C’était un samedi, jour d’opéra. Il ne s’agissait pas encore, comme on pourrait le croire, d’inaugurer le nouvel éclairage. Non ; les tuyaux aboutissaient bien dans la salle, mais, pour le motif indiqué plus haut, les becs n’avaient pas encore été posés, et les bougies du lustre projetaient toujours leur douce clarté sur les nombreux spectateurs qui encombraient le théâtre. On avait ouvert les portes au public à une heure après midi, et à trois heures la salle était à moitié pleine. Il y avait eu un moment une queue qui se développait jusqu’à l’extrémité de la place Saint-Ernuph, devant la boutique du pharmacien Josse Liefrinck. Cet empressement faisait pressentir une belle représentation.
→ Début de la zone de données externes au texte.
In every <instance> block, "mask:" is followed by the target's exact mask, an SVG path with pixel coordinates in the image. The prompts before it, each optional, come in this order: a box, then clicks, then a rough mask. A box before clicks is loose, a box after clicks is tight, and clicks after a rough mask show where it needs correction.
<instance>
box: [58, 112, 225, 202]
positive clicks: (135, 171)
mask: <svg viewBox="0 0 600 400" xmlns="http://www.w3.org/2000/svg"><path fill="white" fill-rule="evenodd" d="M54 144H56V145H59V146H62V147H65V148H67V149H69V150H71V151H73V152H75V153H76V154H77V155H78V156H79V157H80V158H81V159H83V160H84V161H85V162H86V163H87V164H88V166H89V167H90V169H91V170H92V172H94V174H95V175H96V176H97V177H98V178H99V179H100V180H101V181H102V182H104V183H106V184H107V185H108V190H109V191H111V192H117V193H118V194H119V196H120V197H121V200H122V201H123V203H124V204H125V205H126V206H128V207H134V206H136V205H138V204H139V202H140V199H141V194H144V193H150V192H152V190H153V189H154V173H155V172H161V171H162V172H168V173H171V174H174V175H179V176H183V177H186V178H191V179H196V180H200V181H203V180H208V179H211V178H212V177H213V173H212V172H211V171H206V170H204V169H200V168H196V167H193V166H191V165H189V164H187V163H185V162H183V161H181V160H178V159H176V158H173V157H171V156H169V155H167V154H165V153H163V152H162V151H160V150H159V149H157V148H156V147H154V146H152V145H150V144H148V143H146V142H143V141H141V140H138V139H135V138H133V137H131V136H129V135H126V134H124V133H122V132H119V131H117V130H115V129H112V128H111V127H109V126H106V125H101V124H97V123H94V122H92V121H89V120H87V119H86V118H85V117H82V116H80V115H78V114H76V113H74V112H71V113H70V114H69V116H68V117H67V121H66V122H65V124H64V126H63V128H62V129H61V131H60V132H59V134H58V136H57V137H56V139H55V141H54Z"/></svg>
« Vous irez ce soir au théâtre ? avait dit le matin même le conseiller au bourgmestre.

— Je n’y manquerai pas, avait répondu van Tricasse, et j’y conduirai Mme  Van Tricasse, ainsi que notre fille Suzel et notre chère Tatanémance, qui raffolent de la belle musique.

— Mlle  Suzel viendra ? demanda le conseiller.

— Sans doute, Niklausse.

— Alors mon fils Frantz sera un des premiers à faire queue, répondit Niklausse.

— Un garçon ardent, Niklausse, répondit doctoralement le bourgmestre, une tête chaude ! Il faut surveiller ce jeune homme.